Manufacturing Cyber Attacks

Popular Types of Cyber Attacks In Manufacturing

Cyber attacks are on the rise with one report suggesting that they have increased by 59%. Cyber attacks in manufacturing do not gain as much news coverage or discussion as attacks on retail stores or financial businesses but they are alarmingly common. It’s important for businesses to be aware of some of the most common types of manufacturing cyber attacks so that you can take the necessary steps to protect your company. 

Identity Theft

Identity theft is one of the most commonly reported forms of cyber attacks. It’s easy to assume that cyber-attacks on manufacturing businesses involving identity theft are rare, but that’s not the case. These types of attacks can either target the customer data or the data of employees. Once accessed, the information can be used for a variety of financial purposes. 

Example: Autoneum Cyber Attack

Workers at Automeum Manufacturing Plant were victims of identity theft when hackers used the info to file false tax returns. This was possible because the company failed to tell the employees about the attack until two weeks later. It is crucial to remain transparent and to education people who may have been impacted.

One of the issues with these attacks is that they can often remain undetected for quite some time. For this reason it is essential to have the right cyber security systems in place.

In another attack on Titan Manufacturing and Distributing Inc, customer data was stolen. The business was able to quickly recognize this and provided clear information to their clients and customers. 
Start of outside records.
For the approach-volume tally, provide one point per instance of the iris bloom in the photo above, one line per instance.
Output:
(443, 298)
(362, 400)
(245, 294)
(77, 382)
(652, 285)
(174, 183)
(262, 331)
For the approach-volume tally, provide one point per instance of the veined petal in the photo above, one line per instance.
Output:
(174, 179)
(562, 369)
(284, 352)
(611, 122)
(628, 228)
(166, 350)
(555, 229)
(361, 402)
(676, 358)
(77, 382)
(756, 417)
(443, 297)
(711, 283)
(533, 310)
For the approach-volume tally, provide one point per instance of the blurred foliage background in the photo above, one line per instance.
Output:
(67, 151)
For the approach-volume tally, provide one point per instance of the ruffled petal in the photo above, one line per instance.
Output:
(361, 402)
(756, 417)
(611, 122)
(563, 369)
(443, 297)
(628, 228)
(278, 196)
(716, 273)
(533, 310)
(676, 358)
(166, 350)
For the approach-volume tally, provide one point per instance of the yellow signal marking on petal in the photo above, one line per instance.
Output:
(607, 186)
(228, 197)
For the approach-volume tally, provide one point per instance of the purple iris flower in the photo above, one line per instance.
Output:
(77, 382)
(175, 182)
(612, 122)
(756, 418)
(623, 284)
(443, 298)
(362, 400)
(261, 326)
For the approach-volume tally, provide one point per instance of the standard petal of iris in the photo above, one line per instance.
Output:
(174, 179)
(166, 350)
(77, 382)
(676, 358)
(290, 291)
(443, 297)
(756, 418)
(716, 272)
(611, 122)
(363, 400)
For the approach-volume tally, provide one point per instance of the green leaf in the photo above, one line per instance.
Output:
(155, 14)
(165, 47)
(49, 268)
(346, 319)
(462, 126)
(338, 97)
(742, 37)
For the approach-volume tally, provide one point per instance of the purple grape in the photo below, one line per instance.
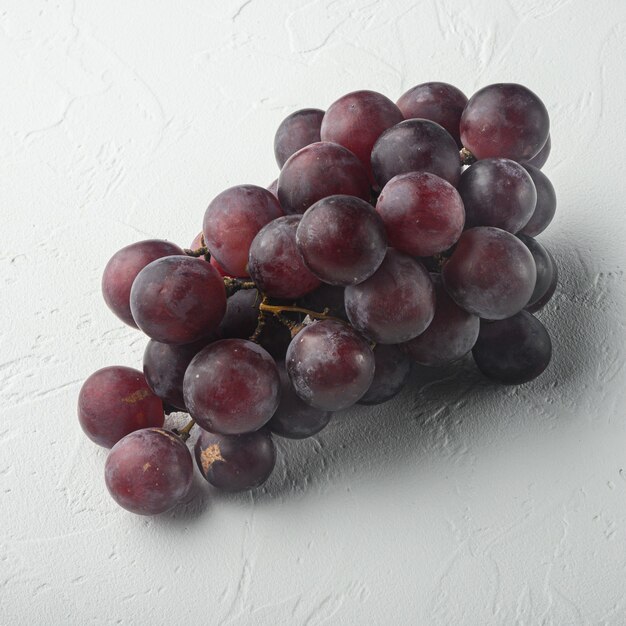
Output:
(391, 373)
(320, 170)
(164, 367)
(505, 120)
(491, 273)
(514, 350)
(275, 264)
(235, 462)
(547, 274)
(394, 305)
(546, 203)
(294, 418)
(115, 401)
(539, 160)
(330, 366)
(416, 146)
(296, 131)
(178, 299)
(450, 335)
(497, 192)
(438, 102)
(342, 240)
(357, 120)
(423, 214)
(149, 471)
(231, 387)
(232, 220)
(122, 269)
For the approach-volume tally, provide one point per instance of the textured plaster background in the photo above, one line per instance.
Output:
(459, 502)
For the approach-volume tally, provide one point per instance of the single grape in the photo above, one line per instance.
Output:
(235, 462)
(115, 401)
(546, 203)
(438, 102)
(231, 387)
(394, 305)
(164, 367)
(231, 222)
(547, 274)
(178, 300)
(491, 273)
(416, 146)
(391, 373)
(275, 264)
(342, 240)
(330, 366)
(294, 418)
(514, 350)
(122, 269)
(296, 131)
(497, 192)
(357, 120)
(450, 335)
(539, 160)
(319, 170)
(423, 214)
(505, 120)
(149, 471)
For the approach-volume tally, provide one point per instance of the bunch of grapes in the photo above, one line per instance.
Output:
(395, 233)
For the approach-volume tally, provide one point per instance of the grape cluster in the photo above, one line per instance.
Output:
(395, 233)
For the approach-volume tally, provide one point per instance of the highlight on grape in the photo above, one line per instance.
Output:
(394, 234)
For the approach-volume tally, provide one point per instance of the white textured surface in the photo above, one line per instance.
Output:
(458, 503)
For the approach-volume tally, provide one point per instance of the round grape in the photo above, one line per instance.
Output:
(122, 269)
(177, 299)
(330, 366)
(342, 240)
(505, 120)
(423, 214)
(231, 387)
(394, 305)
(514, 350)
(491, 273)
(149, 471)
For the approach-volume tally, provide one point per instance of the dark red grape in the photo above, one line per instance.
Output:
(547, 274)
(416, 146)
(497, 192)
(546, 203)
(319, 170)
(491, 273)
(177, 299)
(342, 240)
(164, 367)
(391, 373)
(149, 471)
(514, 350)
(505, 120)
(438, 102)
(330, 366)
(231, 387)
(450, 335)
(235, 462)
(423, 214)
(231, 222)
(275, 264)
(394, 305)
(294, 418)
(122, 269)
(357, 120)
(115, 401)
(539, 160)
(296, 131)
Phishing & Spear Phishing 

Phishing is a tactic where a criminal will seek out information and data on your business or your customers. Rather than stealing this, they will simply request the information. The classic example of a phishing scam is the ‘Nigerian Prince’ who is ready to donate millions to you. All you need to do is provide your bank details and a copy of your passport. Today, users are fairly astute at recognizing a scam like this but in business things can be more discreet and subtle.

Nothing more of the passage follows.